Speak, Google! (speech/audio to home assistant)

jtara92101 · February 27, 2017

I'm exploring how to make the Home Assistant speak asynchronously. Thought I would start a thread, since this is of general interest to those with an ISY and Home Assistant.

Most obvious use case is to speak some timer, alert, alarm, etc. etc. etc. (My first use case is to let me know when my espresso machine is ready, based on time-out from turn-on using an OutletLinc with sense enabled.)

Since the Home Assistant can serve as a Chromecast Audio device, there should be several options for doing this locally. (Would be nice to avoid the cloud if possible, but if I found a cloud service, it certainly would be convenient for starters.)

I will look over what others have done with Alexa to get ideas.

I'm most interested in something that I can install on MacOS or on Linux on my router. I'm sure many others will be interested in raspberry Pi solutions.

I did a few searches, but mostly found:

- apps for casting MacOS system audio (needs SoundFlower)

- plugins for various home automation apps that can TTS and cast

I guess the latter could be adapted to stand-alone.

Suggestions?

jtara92101 · February 27, 2017

A nodes.js Google Home notifier:

https://github.com/noelportugal/google-home-notifier

Jimbo.Automates · February 27, 2017

I had played with this but I didn't find a way to continue what was already playing after the announcement since I use the a lot for playing music. Hopefully there's a way to do that? It would be easy to write a Python script to do it, I was just using curl to test.
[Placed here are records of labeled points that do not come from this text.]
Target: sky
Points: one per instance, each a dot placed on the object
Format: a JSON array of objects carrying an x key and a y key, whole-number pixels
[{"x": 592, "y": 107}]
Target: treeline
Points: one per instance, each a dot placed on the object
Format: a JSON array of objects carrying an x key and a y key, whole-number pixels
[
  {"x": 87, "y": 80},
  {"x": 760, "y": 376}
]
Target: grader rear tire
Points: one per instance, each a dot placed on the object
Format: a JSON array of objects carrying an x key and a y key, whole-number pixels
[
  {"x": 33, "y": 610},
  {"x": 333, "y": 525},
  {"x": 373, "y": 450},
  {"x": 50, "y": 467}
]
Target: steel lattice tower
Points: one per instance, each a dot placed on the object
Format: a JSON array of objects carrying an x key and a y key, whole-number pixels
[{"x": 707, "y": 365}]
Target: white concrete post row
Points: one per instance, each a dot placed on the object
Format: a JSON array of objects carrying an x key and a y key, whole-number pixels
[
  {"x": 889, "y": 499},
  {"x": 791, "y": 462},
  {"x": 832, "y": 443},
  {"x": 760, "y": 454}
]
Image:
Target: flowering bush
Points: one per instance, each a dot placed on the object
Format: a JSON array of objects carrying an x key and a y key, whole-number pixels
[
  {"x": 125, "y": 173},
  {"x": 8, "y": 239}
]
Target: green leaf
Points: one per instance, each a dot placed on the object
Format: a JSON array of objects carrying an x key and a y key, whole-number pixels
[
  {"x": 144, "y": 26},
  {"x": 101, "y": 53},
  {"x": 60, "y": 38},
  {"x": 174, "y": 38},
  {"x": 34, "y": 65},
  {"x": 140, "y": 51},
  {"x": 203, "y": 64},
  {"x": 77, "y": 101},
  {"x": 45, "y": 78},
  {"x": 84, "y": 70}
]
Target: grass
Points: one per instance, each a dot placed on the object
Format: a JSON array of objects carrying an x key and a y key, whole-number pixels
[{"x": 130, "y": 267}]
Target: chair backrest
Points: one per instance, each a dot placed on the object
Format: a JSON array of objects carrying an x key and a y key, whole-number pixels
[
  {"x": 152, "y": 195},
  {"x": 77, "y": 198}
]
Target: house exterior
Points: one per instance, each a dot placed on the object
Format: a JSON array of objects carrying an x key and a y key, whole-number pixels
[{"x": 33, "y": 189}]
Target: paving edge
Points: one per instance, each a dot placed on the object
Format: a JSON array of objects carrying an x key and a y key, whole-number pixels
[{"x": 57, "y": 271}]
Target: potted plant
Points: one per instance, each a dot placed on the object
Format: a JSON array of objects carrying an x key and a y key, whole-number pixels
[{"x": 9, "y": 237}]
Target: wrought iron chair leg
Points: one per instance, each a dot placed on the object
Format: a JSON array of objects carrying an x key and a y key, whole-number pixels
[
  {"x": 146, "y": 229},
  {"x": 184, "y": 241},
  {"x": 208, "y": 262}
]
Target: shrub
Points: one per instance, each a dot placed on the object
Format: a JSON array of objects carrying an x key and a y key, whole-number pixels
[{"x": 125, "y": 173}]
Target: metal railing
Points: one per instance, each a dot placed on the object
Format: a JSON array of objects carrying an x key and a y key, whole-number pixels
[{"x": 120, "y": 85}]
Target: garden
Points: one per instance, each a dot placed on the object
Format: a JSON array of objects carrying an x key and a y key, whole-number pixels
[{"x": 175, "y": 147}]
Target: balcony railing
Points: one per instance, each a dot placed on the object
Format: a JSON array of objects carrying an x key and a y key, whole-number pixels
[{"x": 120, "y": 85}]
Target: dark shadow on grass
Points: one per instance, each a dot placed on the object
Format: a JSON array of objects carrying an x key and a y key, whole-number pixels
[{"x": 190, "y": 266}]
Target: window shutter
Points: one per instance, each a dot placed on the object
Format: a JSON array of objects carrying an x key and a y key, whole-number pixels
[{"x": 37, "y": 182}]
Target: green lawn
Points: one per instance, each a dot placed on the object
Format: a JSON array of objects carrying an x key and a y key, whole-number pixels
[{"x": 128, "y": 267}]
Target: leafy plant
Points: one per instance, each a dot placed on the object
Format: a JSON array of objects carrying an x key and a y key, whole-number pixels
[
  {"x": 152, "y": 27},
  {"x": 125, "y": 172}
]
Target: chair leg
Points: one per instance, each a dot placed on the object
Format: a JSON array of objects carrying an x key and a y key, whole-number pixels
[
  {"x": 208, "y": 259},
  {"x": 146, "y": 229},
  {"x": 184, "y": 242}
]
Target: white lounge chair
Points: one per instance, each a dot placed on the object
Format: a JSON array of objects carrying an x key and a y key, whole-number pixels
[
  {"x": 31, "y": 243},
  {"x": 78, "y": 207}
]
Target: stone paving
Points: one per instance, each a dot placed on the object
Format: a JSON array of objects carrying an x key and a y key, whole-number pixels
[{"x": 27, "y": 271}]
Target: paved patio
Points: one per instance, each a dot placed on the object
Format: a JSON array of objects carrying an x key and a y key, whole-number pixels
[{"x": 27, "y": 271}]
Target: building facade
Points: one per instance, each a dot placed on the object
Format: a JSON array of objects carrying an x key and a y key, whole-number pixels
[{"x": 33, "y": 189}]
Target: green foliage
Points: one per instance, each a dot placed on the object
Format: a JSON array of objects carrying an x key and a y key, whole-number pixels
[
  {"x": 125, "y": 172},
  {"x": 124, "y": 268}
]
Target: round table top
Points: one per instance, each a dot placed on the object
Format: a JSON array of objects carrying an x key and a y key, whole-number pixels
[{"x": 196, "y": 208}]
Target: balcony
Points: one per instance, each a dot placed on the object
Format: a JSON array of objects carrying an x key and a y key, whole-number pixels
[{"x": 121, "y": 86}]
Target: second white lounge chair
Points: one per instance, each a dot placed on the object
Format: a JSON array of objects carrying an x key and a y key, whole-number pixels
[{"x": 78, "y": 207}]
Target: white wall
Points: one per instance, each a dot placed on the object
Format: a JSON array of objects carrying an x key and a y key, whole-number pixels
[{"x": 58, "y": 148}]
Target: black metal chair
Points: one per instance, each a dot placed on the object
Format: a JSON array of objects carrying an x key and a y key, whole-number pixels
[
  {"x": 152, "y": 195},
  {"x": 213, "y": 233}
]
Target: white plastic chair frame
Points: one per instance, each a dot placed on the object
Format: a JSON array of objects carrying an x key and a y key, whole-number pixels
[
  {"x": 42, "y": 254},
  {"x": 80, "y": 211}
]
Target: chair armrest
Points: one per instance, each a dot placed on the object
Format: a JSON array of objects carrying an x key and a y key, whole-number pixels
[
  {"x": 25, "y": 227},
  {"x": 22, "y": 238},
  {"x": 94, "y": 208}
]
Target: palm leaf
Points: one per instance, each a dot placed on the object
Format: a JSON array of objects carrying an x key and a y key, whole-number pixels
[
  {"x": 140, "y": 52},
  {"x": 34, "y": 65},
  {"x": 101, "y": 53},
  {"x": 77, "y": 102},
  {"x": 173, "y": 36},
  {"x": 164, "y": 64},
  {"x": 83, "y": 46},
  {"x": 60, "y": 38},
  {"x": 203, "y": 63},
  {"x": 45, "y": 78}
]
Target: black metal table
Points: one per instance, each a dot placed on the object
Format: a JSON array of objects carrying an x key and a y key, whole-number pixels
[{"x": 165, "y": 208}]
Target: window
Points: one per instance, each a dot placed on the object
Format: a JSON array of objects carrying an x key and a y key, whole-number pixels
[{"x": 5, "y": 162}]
Sent from my Nexus 6P using Tapatalk

jtara92101 · February 27, 2017

I had played with this but I didn't find a way to continue what was already playing after the announcement since I use the a lot for playing music. Hopefully there's a way to do that? It would be easy to write a Python script to do it, I was just using curl to test.

Can this be done with Alexa? That is, make an announcement, and then return to previous audio source?

I think this is something that these devices will need to address. I commented on the general need peripherally a while back, with regard to my AV amplifier. An emerging need for AV amps is to have an input that will "override" whatever the current audio source is. Like a DJ mic. If my amp had such a feature, I could plug a Chromecast Audio device into it for announcements while playing audio through the amp.

It is certainly something I could kludge-up for specific use cases. i.e. command the AV receiver to switch inputs, command the assistant to cast to a dongle on the AV receiver. (Or just mute the AV so that the assistant can be heard.) But needs to be more integrated.

Of course, in the future, many AV amps will have built-in chromecast audio, Alexa, Siri, Cortana, etc. But that is in the future. And there will still need to be some way to interrupt and continue.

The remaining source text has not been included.